Соломенные шляпы замедляли бег, поворачивались к медузе, исполняющей будущий хит всех времен и народов девятью головами. Прислушивались к словам и, сначала не решительно, потом все смелее и смелее, стали окучиваться вокруг знамени. Кузьмич помогал наиболее нерешительным принять правильное решение пинками и выстрелами.
Когда медуза закончила петь, соломенная армия дружно поаплодировала и помчалась поднимать потерянное оружие. А через несколько минут ополченцы стройными рядами двинулись на встречу к врагу. Впереди, задрав знамя, гордо вышагивала медуза. Позади армии, как и положено, метался Кузьмич, подбадривая наступающих бодрыми выкриками.
Теперь, когда о духе ополченцев можно было на некоторое время позабыть, пришла пора заняться врагами.
Они ползли навстречу нашей, чуть было не сказал какого цвета, армии, выплевывая из себя пламя и пули. Выпуклые блинчики, укрытые за стальными панцирями. Против таких железяк бронированных серпами не повоюешь. Что же молчат танковые войска?
Словно в ответ на мои мысли, со стороны бронетанковых батальонов раздался рев быков, а следом за ним по каменистому полю прошел гул. Это шарахнули во всю свою мощь мортиры. На этот раз прицел был взят точно. По линии стальных блинов прокатилась череда взрывов.
— Ржаво-зажигательными мочат, — уважительно произнес Корабль, — А мне врали, что простыми булыжниками стрелять станут.
Принцип ржаво-зажигательных снарядов весьма прост. И очень действенен против стальных войск любого противника. На железную поверхность того или иного врага падает снаряд, представляющий из себя сосуд из обоженной глины. Внутри сосуда споры ржавого дерева. При точном попадании сосуд раскалывается и споры, почуяв запах железа, моментально приступают к работе. Сгрызают все металлическое, оставляя без ущерба живую ткань. Именно по этой причине мы с Вселенским сейчас здесь маринуемся, а не участвуем в сражении. У Вселенского споры ржавые могут всю личность скушать, а у меня пуговицы металлические. Как я потом буду руководить армией со спущенными штанами?
Залпы мортир сделали свое дело. Стальные блины, корчась от неизвестного им оружия, задрали гусеничные лапы и не думали ни о каком наступлении. Нахлынувшая ополченческая лавина добивала их молотами, ломиками, а то и просто руками. Ржавчина цветной металл не трогала и соломенные шляпы дружно расковыривали бывшие стальные блины в поисках ценной меди. Кузьмич начал было сооружать временную палатку для приема цветного лома, но вовремя одумался и приказал войскам, у кого еще были пустые руки, идти на штурм самого замка.

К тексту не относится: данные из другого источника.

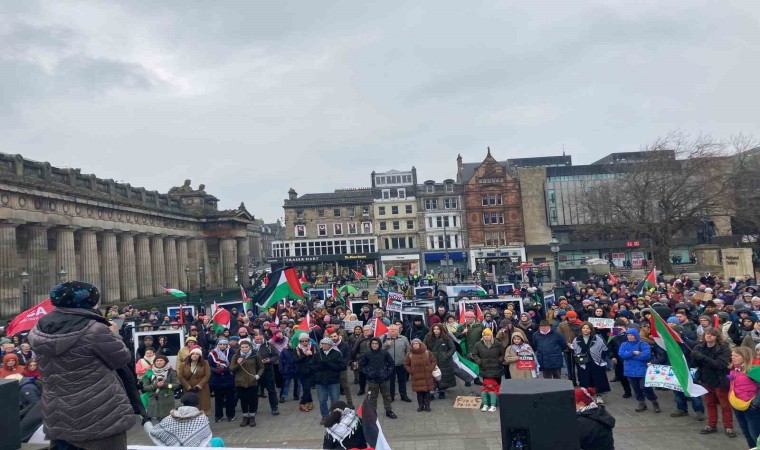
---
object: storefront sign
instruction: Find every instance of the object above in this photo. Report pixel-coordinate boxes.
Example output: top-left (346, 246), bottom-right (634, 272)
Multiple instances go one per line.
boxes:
top-left (588, 317), bottom-right (615, 330)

Ополченцы, воодушевленные первыми победами, быстренько вручную разобрали наружные стены, ничуть не смущаясь тем, что по ним постоянно сверху стреляли, обливали горячей смолой, кидали гранаты и целые пригоршни камней. Первыми в замок без стен ворвался женский батальон и десантные бригады. Они перебили немногочисленную охрану, попутно отвинчивая у них глазные линзы для последующего разведения костров в мирной жизни и первыми водрузили национальный стяг на единственном высоком одноэтажном здании, торчащим посреди разрушенного замка. Медуза ка
егорически отказалась передавать кому бы то ни было стяг и ее, естественно, водрузили вместе с ним.
Армия ополченцев, высоко подкидывая соломенные шляпы, дружно праздновала победу. Танковые войска въезжали на улицы разрушенного замка, принимая от сородичей охапки свежескошенного сена, которое тут же шло на прокорм самих танков. Авиация в лице стратегического бомбардировщика переквалифицировалась в кукурузник местного назначения и разбрасывала сверху упаковки разноцветных карандашей. Чтобы радостные победители могли оставить свои автографы на развалинах замка их многовекового врага.